Clockwise from top left: DNP candidates Sherri St. Pierre, Donna Cullinan, Beth McNutt-Clarke, Jacqueline Sly, Maureen Connolly, Allan Thomas, Nanci Haze, and Catherine Conahan.

Nurses like Jacqueline Sly vividly recall the early days of the COVID-19 pandemic, when little was known about the seemingly relentless infection, testing was limited, and shortages of personal protective equipment (PPE) made caregiving both fraught and frightening.

Witnessing their patients’ fear and suffering, nurses worried in particular about being forced to reuse equipment like N95 respirators—the highly sensitive filtering masks normally discarded after each patient encounter.
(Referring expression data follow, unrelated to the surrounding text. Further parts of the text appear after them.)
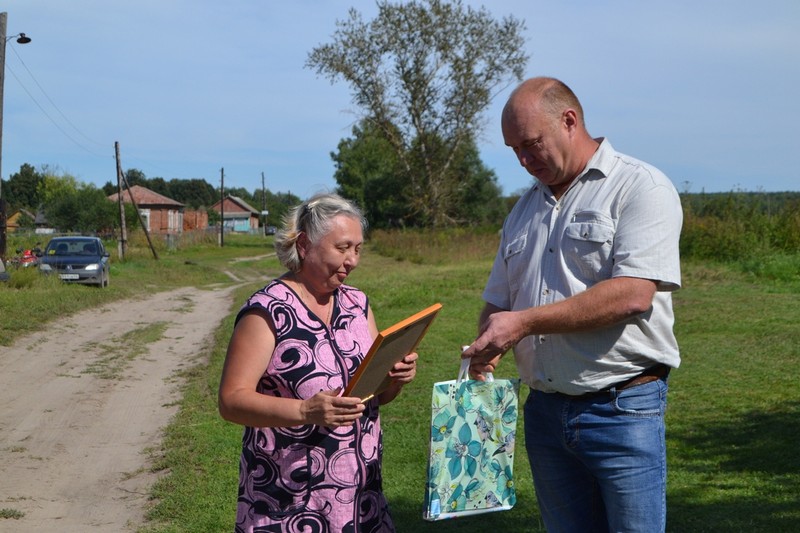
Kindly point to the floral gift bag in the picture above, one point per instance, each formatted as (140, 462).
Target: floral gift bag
(470, 466)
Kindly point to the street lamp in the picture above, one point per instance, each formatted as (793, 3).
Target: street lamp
(21, 39)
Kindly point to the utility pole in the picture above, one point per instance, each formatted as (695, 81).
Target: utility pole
(122, 245)
(263, 204)
(21, 39)
(222, 207)
(136, 208)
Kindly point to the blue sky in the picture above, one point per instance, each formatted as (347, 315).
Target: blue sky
(705, 90)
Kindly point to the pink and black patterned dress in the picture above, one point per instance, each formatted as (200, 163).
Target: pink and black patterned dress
(310, 478)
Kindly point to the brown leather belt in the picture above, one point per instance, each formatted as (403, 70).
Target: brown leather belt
(659, 371)
(653, 373)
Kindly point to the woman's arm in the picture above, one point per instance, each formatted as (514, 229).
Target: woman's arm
(249, 353)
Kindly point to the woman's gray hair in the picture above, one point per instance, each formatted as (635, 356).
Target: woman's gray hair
(312, 217)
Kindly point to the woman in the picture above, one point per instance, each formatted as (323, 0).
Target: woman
(311, 459)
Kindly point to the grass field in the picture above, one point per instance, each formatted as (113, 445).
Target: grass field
(733, 422)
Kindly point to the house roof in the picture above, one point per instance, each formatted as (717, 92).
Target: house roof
(238, 201)
(145, 197)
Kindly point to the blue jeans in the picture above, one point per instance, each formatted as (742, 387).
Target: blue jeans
(599, 464)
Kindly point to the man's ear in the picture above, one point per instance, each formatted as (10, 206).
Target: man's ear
(569, 119)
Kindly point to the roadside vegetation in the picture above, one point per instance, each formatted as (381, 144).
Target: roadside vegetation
(734, 407)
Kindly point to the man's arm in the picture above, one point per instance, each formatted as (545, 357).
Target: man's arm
(607, 303)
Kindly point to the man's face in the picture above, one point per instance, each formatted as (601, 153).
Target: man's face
(539, 141)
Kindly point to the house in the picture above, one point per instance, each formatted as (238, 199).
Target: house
(160, 215)
(238, 215)
(12, 222)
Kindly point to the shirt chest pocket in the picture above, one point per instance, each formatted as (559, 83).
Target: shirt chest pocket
(588, 245)
(515, 266)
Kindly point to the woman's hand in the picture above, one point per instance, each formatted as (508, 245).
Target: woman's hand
(404, 371)
(327, 408)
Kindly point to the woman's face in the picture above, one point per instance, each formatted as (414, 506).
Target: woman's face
(328, 262)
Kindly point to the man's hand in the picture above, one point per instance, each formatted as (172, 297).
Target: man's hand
(499, 332)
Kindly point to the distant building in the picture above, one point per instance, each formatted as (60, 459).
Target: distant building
(12, 223)
(160, 214)
(237, 215)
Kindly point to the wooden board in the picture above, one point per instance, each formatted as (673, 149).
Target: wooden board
(389, 347)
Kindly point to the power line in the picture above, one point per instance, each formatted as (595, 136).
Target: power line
(50, 118)
(67, 120)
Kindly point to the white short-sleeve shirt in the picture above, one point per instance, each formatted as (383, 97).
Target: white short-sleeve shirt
(620, 218)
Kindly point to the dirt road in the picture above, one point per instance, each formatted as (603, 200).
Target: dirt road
(79, 406)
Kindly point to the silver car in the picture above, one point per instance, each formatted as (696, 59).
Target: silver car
(77, 260)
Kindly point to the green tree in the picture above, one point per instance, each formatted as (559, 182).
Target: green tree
(85, 209)
(368, 172)
(21, 189)
(423, 73)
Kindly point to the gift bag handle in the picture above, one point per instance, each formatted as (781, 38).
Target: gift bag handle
(463, 372)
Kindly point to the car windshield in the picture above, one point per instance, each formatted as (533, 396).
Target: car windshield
(72, 248)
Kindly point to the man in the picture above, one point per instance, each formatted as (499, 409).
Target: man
(581, 289)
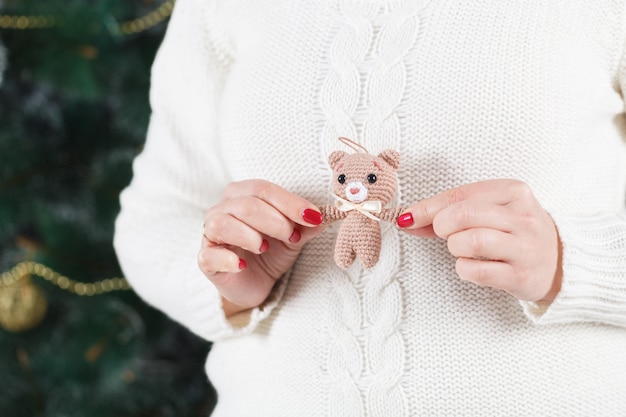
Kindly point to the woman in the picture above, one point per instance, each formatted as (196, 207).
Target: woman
(509, 119)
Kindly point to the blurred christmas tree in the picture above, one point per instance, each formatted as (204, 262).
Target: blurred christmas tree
(74, 80)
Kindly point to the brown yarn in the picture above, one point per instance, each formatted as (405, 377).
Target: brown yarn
(361, 181)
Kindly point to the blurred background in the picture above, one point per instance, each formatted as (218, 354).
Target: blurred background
(74, 340)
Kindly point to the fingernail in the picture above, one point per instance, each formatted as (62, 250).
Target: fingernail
(312, 216)
(405, 220)
(242, 264)
(295, 236)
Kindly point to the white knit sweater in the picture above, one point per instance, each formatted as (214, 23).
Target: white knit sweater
(465, 91)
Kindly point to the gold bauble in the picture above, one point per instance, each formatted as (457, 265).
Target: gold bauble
(22, 305)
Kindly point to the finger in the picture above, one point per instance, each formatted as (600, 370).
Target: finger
(485, 273)
(484, 244)
(257, 214)
(473, 214)
(224, 229)
(216, 259)
(499, 192)
(292, 206)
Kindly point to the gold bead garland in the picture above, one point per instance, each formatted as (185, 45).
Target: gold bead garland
(127, 28)
(23, 304)
(25, 269)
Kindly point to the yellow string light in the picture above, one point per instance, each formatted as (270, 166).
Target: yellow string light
(25, 269)
(127, 28)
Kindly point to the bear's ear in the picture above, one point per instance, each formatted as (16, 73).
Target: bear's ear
(335, 157)
(391, 157)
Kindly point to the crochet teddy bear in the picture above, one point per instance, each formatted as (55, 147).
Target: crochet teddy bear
(362, 185)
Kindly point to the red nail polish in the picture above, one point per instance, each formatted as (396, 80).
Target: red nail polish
(312, 216)
(295, 236)
(405, 220)
(242, 264)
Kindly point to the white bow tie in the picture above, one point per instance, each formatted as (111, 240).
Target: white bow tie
(366, 207)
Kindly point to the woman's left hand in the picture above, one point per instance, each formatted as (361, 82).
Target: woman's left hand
(500, 234)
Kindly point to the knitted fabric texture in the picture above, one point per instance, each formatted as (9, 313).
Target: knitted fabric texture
(464, 91)
(363, 185)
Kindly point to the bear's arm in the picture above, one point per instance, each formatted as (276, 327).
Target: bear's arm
(331, 214)
(391, 214)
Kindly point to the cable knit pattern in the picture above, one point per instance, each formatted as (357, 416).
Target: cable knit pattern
(464, 91)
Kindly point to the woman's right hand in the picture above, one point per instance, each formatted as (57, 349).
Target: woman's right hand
(251, 238)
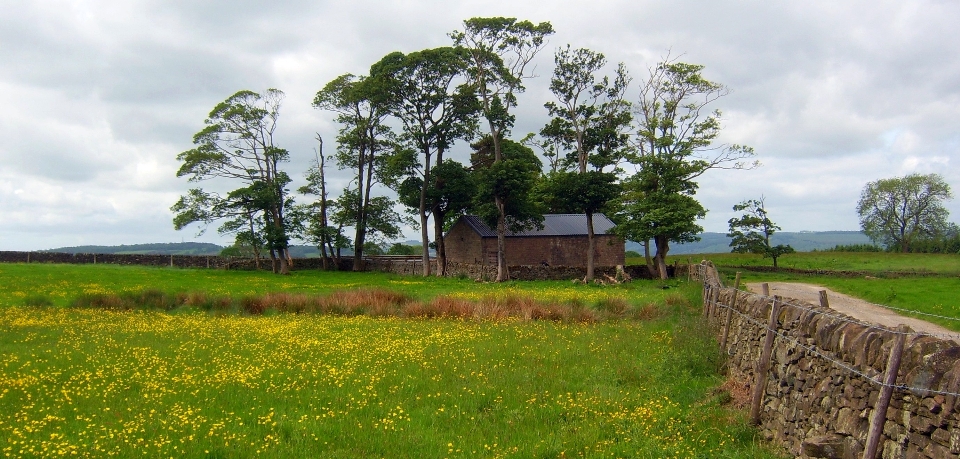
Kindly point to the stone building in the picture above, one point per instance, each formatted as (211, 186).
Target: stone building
(561, 242)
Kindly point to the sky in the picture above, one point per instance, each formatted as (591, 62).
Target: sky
(100, 96)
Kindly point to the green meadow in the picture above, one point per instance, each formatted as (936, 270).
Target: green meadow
(639, 380)
(927, 284)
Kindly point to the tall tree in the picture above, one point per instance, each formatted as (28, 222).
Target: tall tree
(315, 216)
(514, 176)
(499, 53)
(675, 145)
(435, 112)
(589, 118)
(238, 144)
(898, 211)
(365, 144)
(751, 232)
(449, 194)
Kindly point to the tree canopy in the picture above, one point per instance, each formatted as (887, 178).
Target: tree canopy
(750, 233)
(899, 211)
(238, 144)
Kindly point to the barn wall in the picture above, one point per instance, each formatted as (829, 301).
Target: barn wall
(464, 245)
(563, 250)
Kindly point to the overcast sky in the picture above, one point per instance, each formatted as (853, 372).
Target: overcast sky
(99, 97)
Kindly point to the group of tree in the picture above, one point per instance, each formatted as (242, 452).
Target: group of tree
(900, 214)
(906, 214)
(636, 161)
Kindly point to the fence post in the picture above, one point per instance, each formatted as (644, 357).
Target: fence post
(706, 299)
(889, 380)
(733, 305)
(763, 366)
(714, 295)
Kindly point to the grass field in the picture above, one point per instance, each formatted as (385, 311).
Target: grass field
(186, 383)
(924, 283)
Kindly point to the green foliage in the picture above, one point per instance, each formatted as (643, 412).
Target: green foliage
(676, 135)
(511, 180)
(238, 145)
(897, 212)
(403, 249)
(751, 232)
(571, 192)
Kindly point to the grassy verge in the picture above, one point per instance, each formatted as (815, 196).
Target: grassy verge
(869, 262)
(93, 382)
(922, 283)
(59, 285)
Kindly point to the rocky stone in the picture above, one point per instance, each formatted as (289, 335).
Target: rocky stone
(824, 446)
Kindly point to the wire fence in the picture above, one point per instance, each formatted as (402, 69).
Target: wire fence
(723, 306)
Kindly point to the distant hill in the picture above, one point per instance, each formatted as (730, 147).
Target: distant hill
(710, 243)
(171, 248)
(805, 241)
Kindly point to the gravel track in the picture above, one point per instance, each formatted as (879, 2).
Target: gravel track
(853, 307)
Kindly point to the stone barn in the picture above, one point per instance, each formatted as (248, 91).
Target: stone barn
(561, 242)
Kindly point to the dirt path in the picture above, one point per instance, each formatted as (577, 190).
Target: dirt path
(853, 307)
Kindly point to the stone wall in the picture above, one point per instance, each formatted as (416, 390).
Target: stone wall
(826, 374)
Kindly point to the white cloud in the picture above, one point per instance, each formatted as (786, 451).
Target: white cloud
(102, 94)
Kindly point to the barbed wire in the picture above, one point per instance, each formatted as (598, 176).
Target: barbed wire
(845, 318)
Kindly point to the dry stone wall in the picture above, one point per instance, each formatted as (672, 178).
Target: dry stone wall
(399, 265)
(826, 374)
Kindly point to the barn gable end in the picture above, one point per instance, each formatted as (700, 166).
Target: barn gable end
(561, 242)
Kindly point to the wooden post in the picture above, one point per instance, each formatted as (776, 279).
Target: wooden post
(714, 295)
(889, 380)
(706, 301)
(733, 304)
(763, 366)
(823, 299)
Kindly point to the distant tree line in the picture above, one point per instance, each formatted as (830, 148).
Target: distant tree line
(637, 161)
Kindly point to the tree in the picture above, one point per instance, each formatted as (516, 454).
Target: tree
(675, 135)
(364, 144)
(449, 194)
(751, 232)
(499, 52)
(314, 217)
(433, 111)
(896, 212)
(514, 176)
(589, 118)
(238, 144)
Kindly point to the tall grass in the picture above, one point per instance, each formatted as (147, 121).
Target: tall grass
(521, 370)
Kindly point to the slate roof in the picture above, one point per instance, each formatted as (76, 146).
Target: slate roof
(553, 225)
What’s more, information and guidance on how to handle the equipment safely was scant.

“It was really distressing when I had to take on and off my mask [between patients],” recalls Sly, a certified family nurse practitioner who provides same-day urgent care as part of a family practice. “I was concerned about getting COVID myself and bringing it home to my family.”

But now, thanks to Sly and a small, stand-out team of innovator nurses in the Connell School’s new Doctor of Nursing Practice (DNP) program, educational materials are available to teach clinicians and caregivers how best to conserve previously worn, contaminated N95 masks.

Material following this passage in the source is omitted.